Roberta Garland (TMC ’73) tells the audience that their worth is not determined by how many hours they work.
Photo by Caroline Dahlgren

Roberta Garland (TMC ’73) headlined the President’s Council’s Spring Executive Leadership networking event on May 10 at the New York Athletic Club.

Garland, a cum laude graduate of Thomas More College, founded Garland Actuarial in 2002 and claims Alaska Airlines, Costco and Williams Sonoma as clients. She told the audience how she rose through the ranks of accounting giant Arthur Andersen and how she rebooted her career after the firm collapsed in 2002 in the wake of the Enron bankruptcy.

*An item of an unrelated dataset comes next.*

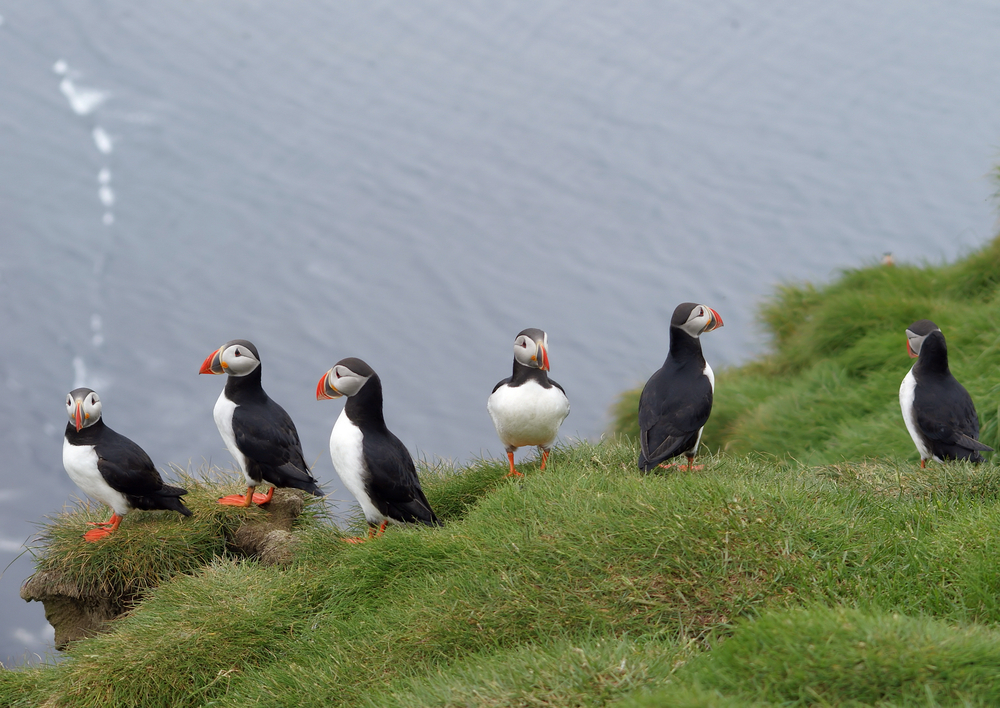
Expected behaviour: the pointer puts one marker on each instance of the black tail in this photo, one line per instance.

“I remember bemoaning the fact that I wasn’t an equity partner at Arthur Andersen and my husband said, ‘There’s also an upside to that. It means you don’t have a lot of equity at risk.’ I told him, ‘Don’t be silly. Arthur Andersen’s been here for 85 years,’” she said. “Thankfully, he was very gracious not to say, ‘I told you so.’”

A native of the Bronx, Garland said she greatly benefited from attending Villa Maria Academy, which is run by the Sisters of Notre Dame of Montreal.

“What was special about them was their dedication to learning and especially to empowering young women. We never heard things like, ‘Girls aren’t good at math,’” she said.

Upon graduation, she wanted to stay local, but not at an all-women’s college.

“Fordham was the ideal combination of a big school environment with all the possibilities you could want, but also it had that intimate feeling that I was used to,” she said. “You could go to your professors and sit down and talk to them.”

As for the issue of women working in male-dominated fields, Garland said it is a shame that it remains prevalent in 2011.

“Your worth is not determined by how many hours you work, how many conferences you attend, or how many sales calls you make or briefs you write, but by your contributions to yourself, your family, your employer, your clients and society as a whole,” she said.

“I’ve always felt that had I made a decision to work 60 to 70 hours a week, I might have progressed up the corporate ladder faster. But I deliberately chose not to; I deliberately chose to keep my family time very special,” she said. “I felt that sometimes the idea of working 60 hours a week, staying until eight o’clock at night, wasn’t really accomplishing a lot.”

Mita Menezes, a first-year student in the Graduate School of Business Administration, said the event interested her because it gave her a better sense of the Fordham business schools as a whole.

“It’s great to have events that are for undergraduates as well as graduate students, because graduate students don’t have as much exposure to the undergraduate University experience,” Menezes said. “This was a little bit of an opportunity for us to see what the culture is like at Gabelli.”

James Viceconte (GSB ’85) managing principal at Global Securities Advisors, LLC, was one of a dozen members of the President’s Council who spoke with students in the networking portion of the evening. It was the fifth time he had attended one of the council’s networking events, and he said he continually emphasizes to students the value of belonging to the Fordham family.

“I stress that they should take full advantage of that network—not only in the world of finance, where everybody seems to be so focused—but outside of it as well,” Viceconte said.

“There are a lot of other careers in media and law and entertainment. There’s just a lot of other things going on in New York,” he said. “A lot of people, when they think of finance, they focus on Wall Street, and that’s not the only thing happening.”

Although he majored in finance and minored in economics, Viceconte said he took every liberal arts course he could, from philosophy to Latin. Many students at the event asked him to explain his career path, to understand how he got to where he is now.

“One of the questions was, ‘Was there one thing that stuck with me in terms of what would make someone successful or persevere in their career?’” he said. “People want to get a sense of whether there is continuity—some thread that they can see in someone’s career path.”